This course offers an integrative exploration of how speech, gesture, and sign jointly shape meaning, cognition, and interaction across human and artificial agents (including language models, virtual avatars, and robots). The course equips participants with conceptual frameworks and practical tools to analyze multimodal communication, from spoken language and co-speech gesture to sign languages and other embodied signals, and to understand how these modalities interface with cognitive processes in real-world contexts.

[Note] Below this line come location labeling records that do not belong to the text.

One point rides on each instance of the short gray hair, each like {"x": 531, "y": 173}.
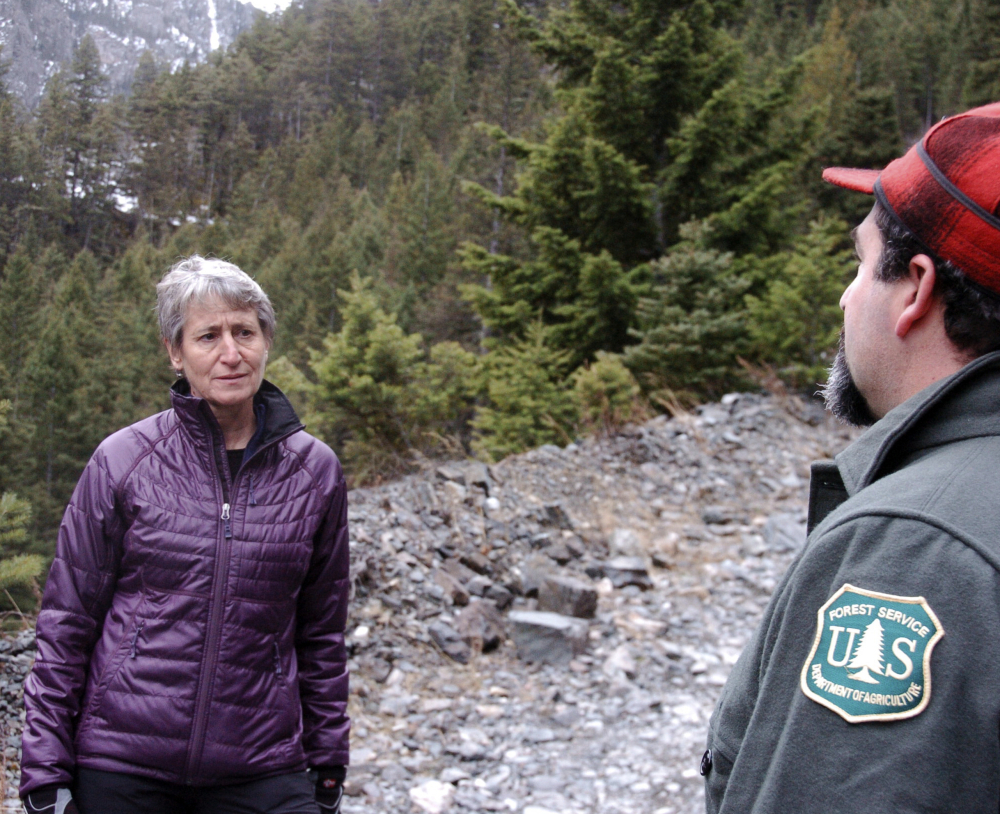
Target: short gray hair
{"x": 198, "y": 279}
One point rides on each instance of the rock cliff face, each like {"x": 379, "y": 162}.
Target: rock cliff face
{"x": 39, "y": 35}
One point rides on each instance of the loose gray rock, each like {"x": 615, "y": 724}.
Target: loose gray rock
{"x": 549, "y": 638}
{"x": 624, "y": 571}
{"x": 568, "y": 596}
{"x": 481, "y": 626}
{"x": 450, "y": 642}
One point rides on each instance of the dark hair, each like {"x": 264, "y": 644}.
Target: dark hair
{"x": 971, "y": 312}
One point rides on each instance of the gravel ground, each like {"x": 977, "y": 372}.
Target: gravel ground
{"x": 712, "y": 502}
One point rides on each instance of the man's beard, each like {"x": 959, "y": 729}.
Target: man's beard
{"x": 841, "y": 394}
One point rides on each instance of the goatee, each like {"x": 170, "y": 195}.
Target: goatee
{"x": 841, "y": 394}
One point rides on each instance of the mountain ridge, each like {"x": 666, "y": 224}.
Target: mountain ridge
{"x": 39, "y": 36}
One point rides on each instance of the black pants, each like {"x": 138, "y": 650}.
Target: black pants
{"x": 115, "y": 793}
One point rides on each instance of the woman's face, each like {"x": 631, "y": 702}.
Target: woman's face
{"x": 222, "y": 354}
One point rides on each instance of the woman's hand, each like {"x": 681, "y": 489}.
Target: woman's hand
{"x": 52, "y": 800}
{"x": 330, "y": 788}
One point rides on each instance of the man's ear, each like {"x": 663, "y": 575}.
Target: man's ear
{"x": 921, "y": 275}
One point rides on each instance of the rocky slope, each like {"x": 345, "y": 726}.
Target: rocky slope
{"x": 665, "y": 541}
{"x": 39, "y": 35}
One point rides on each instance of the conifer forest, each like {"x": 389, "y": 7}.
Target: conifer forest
{"x": 485, "y": 224}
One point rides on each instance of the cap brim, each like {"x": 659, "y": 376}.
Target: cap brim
{"x": 858, "y": 180}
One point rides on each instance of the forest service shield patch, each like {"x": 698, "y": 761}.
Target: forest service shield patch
{"x": 871, "y": 660}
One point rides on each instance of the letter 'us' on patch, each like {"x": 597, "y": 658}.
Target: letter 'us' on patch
{"x": 871, "y": 658}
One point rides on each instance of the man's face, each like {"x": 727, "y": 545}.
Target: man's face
{"x": 856, "y": 389}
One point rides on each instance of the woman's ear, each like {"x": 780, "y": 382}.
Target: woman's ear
{"x": 175, "y": 357}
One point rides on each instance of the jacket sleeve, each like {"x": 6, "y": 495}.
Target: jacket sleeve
{"x": 319, "y": 640}
{"x": 775, "y": 749}
{"x": 77, "y": 595}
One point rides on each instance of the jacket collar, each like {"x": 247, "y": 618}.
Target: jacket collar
{"x": 275, "y": 415}
{"x": 961, "y": 406}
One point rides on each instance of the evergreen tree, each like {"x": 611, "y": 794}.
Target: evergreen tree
{"x": 529, "y": 401}
{"x": 378, "y": 397}
{"x": 794, "y": 325}
{"x": 692, "y": 327}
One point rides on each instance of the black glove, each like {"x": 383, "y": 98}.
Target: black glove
{"x": 50, "y": 800}
{"x": 330, "y": 788}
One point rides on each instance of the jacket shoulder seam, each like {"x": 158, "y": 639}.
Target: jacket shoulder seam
{"x": 993, "y": 558}
{"x": 147, "y": 451}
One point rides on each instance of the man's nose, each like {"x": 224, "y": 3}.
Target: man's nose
{"x": 843, "y": 297}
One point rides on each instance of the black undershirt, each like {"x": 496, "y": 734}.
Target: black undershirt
{"x": 235, "y": 460}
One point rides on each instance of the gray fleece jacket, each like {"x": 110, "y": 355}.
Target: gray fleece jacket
{"x": 872, "y": 684}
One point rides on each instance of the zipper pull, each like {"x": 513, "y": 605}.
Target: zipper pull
{"x": 135, "y": 638}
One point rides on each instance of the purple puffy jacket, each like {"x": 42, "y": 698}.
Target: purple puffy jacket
{"x": 192, "y": 628}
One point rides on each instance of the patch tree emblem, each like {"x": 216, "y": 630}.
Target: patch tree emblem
{"x": 871, "y": 660}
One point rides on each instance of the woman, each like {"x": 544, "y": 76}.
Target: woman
{"x": 190, "y": 642}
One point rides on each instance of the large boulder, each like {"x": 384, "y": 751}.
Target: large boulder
{"x": 546, "y": 637}
{"x": 568, "y": 596}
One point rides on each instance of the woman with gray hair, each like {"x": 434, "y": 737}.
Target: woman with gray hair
{"x": 191, "y": 638}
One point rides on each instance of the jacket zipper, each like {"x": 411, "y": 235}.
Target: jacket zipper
{"x": 219, "y": 577}
{"x": 135, "y": 638}
{"x": 215, "y": 615}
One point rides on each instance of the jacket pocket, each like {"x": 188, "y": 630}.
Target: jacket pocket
{"x": 716, "y": 766}
{"x": 128, "y": 646}
{"x": 287, "y": 694}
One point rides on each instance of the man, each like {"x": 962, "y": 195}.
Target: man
{"x": 873, "y": 681}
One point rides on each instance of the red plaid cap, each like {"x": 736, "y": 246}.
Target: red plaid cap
{"x": 946, "y": 190}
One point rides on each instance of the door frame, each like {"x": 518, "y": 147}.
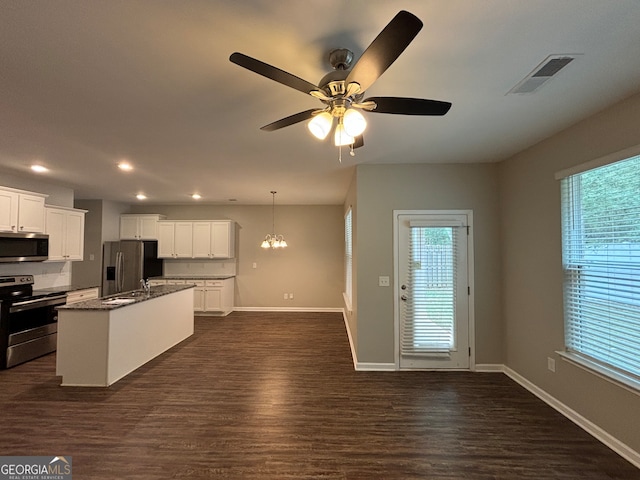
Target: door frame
{"x": 397, "y": 282}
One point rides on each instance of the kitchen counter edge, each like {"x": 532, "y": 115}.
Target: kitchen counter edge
{"x": 97, "y": 303}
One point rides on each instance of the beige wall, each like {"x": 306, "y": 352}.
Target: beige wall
{"x": 101, "y": 224}
{"x": 311, "y": 267}
{"x": 381, "y": 189}
{"x": 532, "y": 268}
{"x": 351, "y": 311}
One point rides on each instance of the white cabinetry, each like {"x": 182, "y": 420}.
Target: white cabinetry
{"x": 139, "y": 227}
{"x": 213, "y": 239}
{"x": 211, "y": 297}
{"x": 82, "y": 295}
{"x": 21, "y": 211}
{"x": 65, "y": 227}
{"x": 175, "y": 240}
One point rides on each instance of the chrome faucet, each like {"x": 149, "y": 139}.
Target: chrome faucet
{"x": 145, "y": 286}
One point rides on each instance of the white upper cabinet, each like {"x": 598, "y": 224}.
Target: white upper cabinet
{"x": 65, "y": 227}
{"x": 213, "y": 239}
{"x": 139, "y": 227}
{"x": 175, "y": 239}
{"x": 21, "y": 212}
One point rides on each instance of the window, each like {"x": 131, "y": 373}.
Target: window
{"x": 348, "y": 257}
{"x": 601, "y": 263}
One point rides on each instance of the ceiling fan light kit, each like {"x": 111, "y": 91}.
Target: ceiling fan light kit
{"x": 320, "y": 125}
{"x": 342, "y": 90}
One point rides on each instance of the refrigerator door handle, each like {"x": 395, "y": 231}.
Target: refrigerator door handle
{"x": 119, "y": 271}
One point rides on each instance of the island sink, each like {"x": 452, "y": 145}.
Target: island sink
{"x": 101, "y": 341}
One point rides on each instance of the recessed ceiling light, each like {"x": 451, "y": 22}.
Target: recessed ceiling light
{"x": 39, "y": 168}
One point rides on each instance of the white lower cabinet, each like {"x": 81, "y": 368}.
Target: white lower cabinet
{"x": 211, "y": 297}
{"x": 82, "y": 295}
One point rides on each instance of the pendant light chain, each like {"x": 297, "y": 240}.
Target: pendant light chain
{"x": 272, "y": 240}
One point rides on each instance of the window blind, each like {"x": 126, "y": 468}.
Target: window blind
{"x": 428, "y": 325}
{"x": 601, "y": 264}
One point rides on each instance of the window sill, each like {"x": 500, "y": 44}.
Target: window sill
{"x": 627, "y": 382}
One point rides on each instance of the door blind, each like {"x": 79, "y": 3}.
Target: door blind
{"x": 428, "y": 323}
{"x": 601, "y": 263}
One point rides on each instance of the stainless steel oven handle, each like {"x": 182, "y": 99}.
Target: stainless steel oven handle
{"x": 37, "y": 303}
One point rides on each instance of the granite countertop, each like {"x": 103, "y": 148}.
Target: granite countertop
{"x": 119, "y": 300}
{"x": 193, "y": 277}
{"x": 64, "y": 288}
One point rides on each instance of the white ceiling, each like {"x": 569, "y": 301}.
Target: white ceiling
{"x": 86, "y": 83}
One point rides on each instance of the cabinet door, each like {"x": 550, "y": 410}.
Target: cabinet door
{"x": 165, "y": 239}
{"x": 201, "y": 239}
{"x": 129, "y": 228}
{"x": 220, "y": 239}
{"x": 8, "y": 211}
{"x": 55, "y": 220}
{"x": 30, "y": 213}
{"x": 148, "y": 228}
{"x": 213, "y": 299}
{"x": 198, "y": 299}
{"x": 74, "y": 236}
{"x": 183, "y": 240}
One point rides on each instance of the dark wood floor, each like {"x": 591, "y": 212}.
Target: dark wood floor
{"x": 275, "y": 396}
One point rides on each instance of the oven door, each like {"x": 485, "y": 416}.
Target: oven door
{"x": 32, "y": 328}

Through a combination of theory, empirical research, and hands-on analysis, you will learn frameworks for describing multimodal structure and function, as well as methods for capturing and interpreting multimodal data in discourse. You will gain practical experience with publicly available tools such as MULTIDATA (an online, AI-based pipeline for studying multimodal communication), ELAN (a multimodal annotation tool), Whisper (an AI-based transcription tool), and state-of-the-art kinematic methods. Emphasis is placed on applying these tools in research, education, and professional contexts.
Learning objectives
- Understand how speech, gesture, and sign jointly contribute to meaning, cognition, and interaction in human and artificial systems.
- Use theoretical frameworks to analyze the structure and function of multimodal communication in discourse.
- Collect, annotate, and interpret multimodal data using publicly available tools for studying multimodal communication.